A Princess of Mars is so foundational that it feels clichéd now, and Hollywood attempted to film it for decades while always balking at the production costs. Disney finally followed through with 2012’s John Carter, directed by WALL-E’s Andrew Stanton. The film was a colossal bomb, bafflingly marketed, and overloaded with CGI visual splendor and backstories of warring alien clans. (Its ambition has at least earned it a little more respect in the years following its release.) John Carter is the Mars film closest to the grand, outlaw Western setting of literature, but its far-fetched tale of multiple alien races fighting wars in its skies couldn’t jibe with modern knowledge of the planet as a blasted tomb.
In 2000, two films emerged that were obviously inspired by recent successful NASA missions that uncovered evidence Mars had once borne water (and possibly life). As such, they felt less rooted in that Western spirit—instead, both serve as darker parables on the dangers of exploration. Antony Hoffman’s Red Planet, starring Val Kilmer and Carrie-Anne Moss, is a grunting techno-thriller with a terrific electronic score but horrible, muddy visuals. In the 2050s, Kilmer’s character and his NASA team discover evidence of giant insect life on Mars, somehow awakened by human exploration. It’s ultimately a grim tale of survival against the odds, with its colorful ensemble (including Terence Stamp and Benjamin Bratt) getting picked off one by one. At the end, Kilmer blasts off the surface with a middle finger raised to it, screaming “Fuck this planet!” Budgeted at $80 million, Red Planet grossed only $33 million worldwide.
Brian De Palma’s Mission to Mars is a more elegant beast in the hands of a director who happily apes Stanley Kubrick’s greatest hits from 2001. The film is most assured when its crew is in space, en route to Mars to rescue the survivors of an exploration mission gone wrong. It also plays on some of the planet’s most recognizable and strange surface features, like the Cydonia region that features an outcropping that looks, from satellite imagery, like a giant face. But on the whole, Mission to Mars feels like a religious pilgrimage. There are nasty moments, like when a sand tornado rips one astronaut into pieces, but the film dwells on its final realization that the planet once harbored alien life that seeded human existence on Earth. Like its genre-mates, Mission to Mars is best when it focuses on the science, and it loses its grip when the story turns hokey.

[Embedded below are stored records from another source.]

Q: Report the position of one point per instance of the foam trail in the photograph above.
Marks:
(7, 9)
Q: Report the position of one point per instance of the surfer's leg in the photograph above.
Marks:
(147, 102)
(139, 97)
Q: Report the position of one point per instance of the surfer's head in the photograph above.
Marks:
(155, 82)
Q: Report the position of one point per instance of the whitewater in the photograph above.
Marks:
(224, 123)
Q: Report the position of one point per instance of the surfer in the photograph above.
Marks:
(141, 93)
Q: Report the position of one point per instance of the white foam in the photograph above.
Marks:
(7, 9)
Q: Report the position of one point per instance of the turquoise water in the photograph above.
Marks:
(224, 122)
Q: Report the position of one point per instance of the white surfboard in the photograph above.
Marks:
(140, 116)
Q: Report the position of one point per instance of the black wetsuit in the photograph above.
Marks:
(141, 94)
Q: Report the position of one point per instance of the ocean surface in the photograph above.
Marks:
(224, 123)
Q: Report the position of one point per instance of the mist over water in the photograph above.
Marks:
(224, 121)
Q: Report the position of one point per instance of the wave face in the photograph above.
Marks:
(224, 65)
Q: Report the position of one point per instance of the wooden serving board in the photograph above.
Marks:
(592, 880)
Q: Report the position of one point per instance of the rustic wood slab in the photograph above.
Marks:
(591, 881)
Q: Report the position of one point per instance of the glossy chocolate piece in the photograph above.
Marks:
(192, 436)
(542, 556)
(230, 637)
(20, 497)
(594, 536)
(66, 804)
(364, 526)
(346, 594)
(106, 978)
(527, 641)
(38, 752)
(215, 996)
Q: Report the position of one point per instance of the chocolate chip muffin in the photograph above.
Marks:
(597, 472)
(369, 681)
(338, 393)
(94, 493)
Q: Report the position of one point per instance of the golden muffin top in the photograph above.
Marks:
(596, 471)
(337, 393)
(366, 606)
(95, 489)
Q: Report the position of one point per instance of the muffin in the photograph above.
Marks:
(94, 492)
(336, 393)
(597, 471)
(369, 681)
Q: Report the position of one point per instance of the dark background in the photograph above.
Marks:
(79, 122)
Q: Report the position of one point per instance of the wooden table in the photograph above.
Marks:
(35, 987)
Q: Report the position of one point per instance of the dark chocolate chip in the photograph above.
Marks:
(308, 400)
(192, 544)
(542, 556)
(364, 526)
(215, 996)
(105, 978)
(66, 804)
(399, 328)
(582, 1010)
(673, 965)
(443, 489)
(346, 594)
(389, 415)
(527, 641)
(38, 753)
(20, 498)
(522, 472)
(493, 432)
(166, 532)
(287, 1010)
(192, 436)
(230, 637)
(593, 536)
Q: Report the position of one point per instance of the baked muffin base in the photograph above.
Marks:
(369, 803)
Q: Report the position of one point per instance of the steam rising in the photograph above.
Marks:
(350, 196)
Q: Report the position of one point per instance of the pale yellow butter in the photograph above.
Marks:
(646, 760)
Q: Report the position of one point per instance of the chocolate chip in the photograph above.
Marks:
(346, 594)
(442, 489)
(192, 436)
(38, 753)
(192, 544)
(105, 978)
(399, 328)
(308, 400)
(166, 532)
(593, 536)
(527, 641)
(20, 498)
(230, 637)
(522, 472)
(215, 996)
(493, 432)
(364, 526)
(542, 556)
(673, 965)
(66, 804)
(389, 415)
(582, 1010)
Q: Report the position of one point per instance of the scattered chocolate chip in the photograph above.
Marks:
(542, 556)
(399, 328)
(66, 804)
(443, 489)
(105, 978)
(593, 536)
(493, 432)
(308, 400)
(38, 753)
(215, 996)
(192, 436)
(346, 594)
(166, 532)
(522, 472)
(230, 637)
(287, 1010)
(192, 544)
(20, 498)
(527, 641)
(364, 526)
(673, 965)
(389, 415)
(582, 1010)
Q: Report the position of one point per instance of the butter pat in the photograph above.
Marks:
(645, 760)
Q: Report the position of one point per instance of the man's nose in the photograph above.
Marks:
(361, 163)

That’s the ultimate achievement of The Martian. When Watney grows his potatoes, the director Ridley Scott makes each sprout feel like an achievement; every effort to cross Mars’s terrain follows weeks of forethought. Though it’s lacking Martians, ancient edifices, or even a threatening algae bloom, it comes closest to Burroughs’s original romantic conception of the world as one so similar, yet so frighteningly different to the one we know. There’s a reason pundits are predicting the film will set off renewed interest in manned exploration of the Solar System. Though Watney clings to survival throughout, the idea of creating life and a home in such an empty new world is as challenging and stirring as the most idyllic visions of the Wild West.